The same treatment for different diseases?

The main objective of Alarcón Riquelme and the entire ‘3TR Project’ team is to find the reasons why a patient does not respond to a given treatment and to determine whether the same treatment can be used to treat two different diseases:

“If I have a patient with a pulmonary disease, it may happen that there are pathogenic pathways that are shared with another and, therefore, patients with different diseases can receive the same treatment. This would help to carry out clinical trials in which patients with different diseases can be included, to see which have the same pathogenic mechanism and to use the same treatment, regardless of the clinical diagnosis,” she explains.

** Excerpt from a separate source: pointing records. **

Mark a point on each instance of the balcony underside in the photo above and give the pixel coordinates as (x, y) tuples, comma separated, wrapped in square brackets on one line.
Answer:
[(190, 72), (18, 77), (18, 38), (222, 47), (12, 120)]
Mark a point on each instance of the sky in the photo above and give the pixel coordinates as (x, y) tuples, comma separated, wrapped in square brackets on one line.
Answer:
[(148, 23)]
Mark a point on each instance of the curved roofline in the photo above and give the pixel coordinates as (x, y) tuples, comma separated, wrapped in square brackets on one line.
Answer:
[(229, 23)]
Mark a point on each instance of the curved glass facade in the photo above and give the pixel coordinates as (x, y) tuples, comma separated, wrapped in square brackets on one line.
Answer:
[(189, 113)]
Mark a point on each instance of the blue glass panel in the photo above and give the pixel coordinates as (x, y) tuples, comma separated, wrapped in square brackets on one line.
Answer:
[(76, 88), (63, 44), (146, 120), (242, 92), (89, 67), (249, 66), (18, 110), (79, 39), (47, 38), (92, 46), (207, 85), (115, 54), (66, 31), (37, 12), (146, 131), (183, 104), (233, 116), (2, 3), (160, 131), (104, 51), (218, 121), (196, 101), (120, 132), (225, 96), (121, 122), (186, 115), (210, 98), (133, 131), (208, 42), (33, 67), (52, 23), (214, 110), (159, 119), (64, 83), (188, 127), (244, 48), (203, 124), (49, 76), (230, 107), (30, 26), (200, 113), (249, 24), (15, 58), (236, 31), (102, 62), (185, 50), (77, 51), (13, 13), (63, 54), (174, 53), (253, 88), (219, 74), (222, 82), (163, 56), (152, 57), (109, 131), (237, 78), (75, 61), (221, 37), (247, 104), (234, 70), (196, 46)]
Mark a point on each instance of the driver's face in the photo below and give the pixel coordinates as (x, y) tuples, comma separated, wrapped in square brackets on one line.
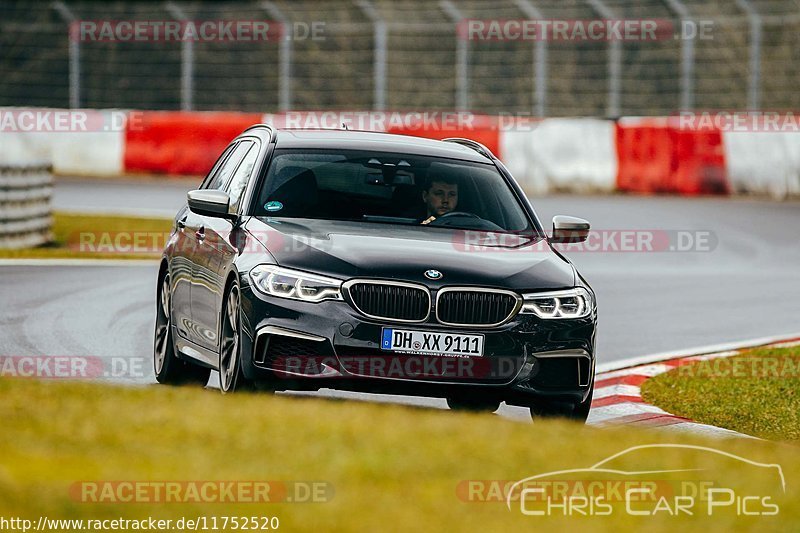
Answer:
[(440, 198)]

A real challenge for which new technologies or Artificial Intelligence can facilitate the work or, at least, extend the field of action. “It is important because (AI) allows us to work with models that help us diagnose and predict a series of things with a series of data that we can obtain without the need for a sample. Inferences that help us create hypotheses and be able to help in everything related to personalized medicine to be able to treat patients in the most appropriate way possible.”

Innovative format for a high-level event

The Granada Health Technology Park will host the first edition of ‘BioMed&Tech Talks’: Your appointment with research and innovation, a new independent, transversal, international and multidisciplinary event that from April 8 to 11, 2024, coinciding with the World Health Day and Week, will give visibility to innovative projects in BioMedicine and BioTechnology.

The agenda will include two face-to-face sessions (Monday 8 and Tuesday 9 April) and two virtual sessions (10 and 11). This format makes it easier for speakers who cannot travel to Granada to share their progress and messages with the entire community, which raises the academic level of this event to the highest level.